Hello participants,
Following a recent investigation, we have identified that some submissions may be benefiting from unintended signals related to geospatial information. Specifically, it is possible to significantly improve leaderboard scores by leveraging latitude/longitude data in combination with external occurrence datasets. We want to remind you that, as per the competition info and rules:
These rules are in place to ensure a fair and consistent evaluation based on the intended TerraClimate features.
If your approach may have used restricted data or signals (including indirect use of latitude/longitude or external datasets), please take one of the following actions by 23:59 GMT on Saturday 25 April:
As per Zindi’s competition rules, we reserve the right to request code from any participant at any time. Failure to comply or submission of non-compliant solutions may result in disqualification from this challenge.
This is about ensuring fairness and maintaining the integrity of the challenge for everyone. Thank you!
Hello @meganomaly I didn't send my leaked submissions to you because I was busy. Can I still proceed ?
I realise some participants may have missed this message on Friday.

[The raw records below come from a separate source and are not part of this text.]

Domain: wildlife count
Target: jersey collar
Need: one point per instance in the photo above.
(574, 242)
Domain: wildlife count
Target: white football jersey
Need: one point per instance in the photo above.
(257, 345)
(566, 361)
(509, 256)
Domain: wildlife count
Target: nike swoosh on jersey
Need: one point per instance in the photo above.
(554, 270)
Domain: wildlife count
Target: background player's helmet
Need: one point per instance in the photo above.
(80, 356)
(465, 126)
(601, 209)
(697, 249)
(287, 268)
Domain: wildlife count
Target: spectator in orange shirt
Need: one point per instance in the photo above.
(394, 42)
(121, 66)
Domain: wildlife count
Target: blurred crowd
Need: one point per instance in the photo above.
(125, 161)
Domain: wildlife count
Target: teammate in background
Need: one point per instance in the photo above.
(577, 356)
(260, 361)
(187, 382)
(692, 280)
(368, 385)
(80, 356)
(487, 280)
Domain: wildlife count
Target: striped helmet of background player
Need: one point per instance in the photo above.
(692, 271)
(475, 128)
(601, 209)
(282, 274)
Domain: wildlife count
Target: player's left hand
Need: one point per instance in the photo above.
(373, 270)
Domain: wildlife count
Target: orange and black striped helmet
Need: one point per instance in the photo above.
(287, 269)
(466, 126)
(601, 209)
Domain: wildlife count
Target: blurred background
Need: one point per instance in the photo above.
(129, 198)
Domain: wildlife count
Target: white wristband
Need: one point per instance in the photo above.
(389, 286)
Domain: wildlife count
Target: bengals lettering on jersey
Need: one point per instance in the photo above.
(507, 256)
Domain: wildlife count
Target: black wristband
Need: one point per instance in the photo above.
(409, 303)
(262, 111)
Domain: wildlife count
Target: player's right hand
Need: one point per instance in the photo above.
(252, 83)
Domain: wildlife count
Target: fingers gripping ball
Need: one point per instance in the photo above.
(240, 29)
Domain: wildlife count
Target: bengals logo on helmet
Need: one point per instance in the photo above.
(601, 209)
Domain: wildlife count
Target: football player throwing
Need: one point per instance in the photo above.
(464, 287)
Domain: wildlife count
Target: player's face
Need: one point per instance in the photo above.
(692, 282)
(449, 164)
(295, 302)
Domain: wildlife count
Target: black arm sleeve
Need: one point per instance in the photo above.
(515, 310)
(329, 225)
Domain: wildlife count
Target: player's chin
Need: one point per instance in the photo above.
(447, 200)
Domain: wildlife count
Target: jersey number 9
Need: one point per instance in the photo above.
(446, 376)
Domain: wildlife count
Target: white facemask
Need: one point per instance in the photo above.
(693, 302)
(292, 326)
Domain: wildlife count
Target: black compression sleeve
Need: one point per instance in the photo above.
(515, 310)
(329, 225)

I am willing to extend the deadline to 17:00 GMT today. @marching_learning @witcher_007 @Mutombwa @maz @CelestineC @chiwai @Sylvester @MICADEE @sroy_097 @Knowledge_Seeker101 @CodeJoe @Sammy_S_Mutuku @serahnjogu @ML_Wizzard @Joseph_gitau @aspita @Johvans @DarthVader123 @Hafiz_Adjei @Johannes_G @MetaLearner @vengatesh @abdelrhman012018 @Bwenge840 @Muzalendu @Kilonzo @Manuel786 @lokpatchu @CisseJ @machine_learning @eyadhjarray111 @mlnjsh @chuckML @abuuchilax @Jameel @Hendrixx @GodsonNtungi @game_ale @okech @Paul_O @rukundob451 @Frackson @Djibrilla @Elzamkan @britonmichael7 @xplicit756 @emmanuel2 @ozumba @tImIhAcK @cookieML
i send the code to you
Hello @meganomaly, I did send my code to (zindi[@]zindi.africa) on Sunday evening. But I will for sure forward it to you as well. Thank you.
Hi @meganomaly,
I'd like to ask for confirmation. Does using distance based features computed from the lat and lon features violate the rule of not using latitude and longitude features?
Yes it violates. That is why I dropped my best sub.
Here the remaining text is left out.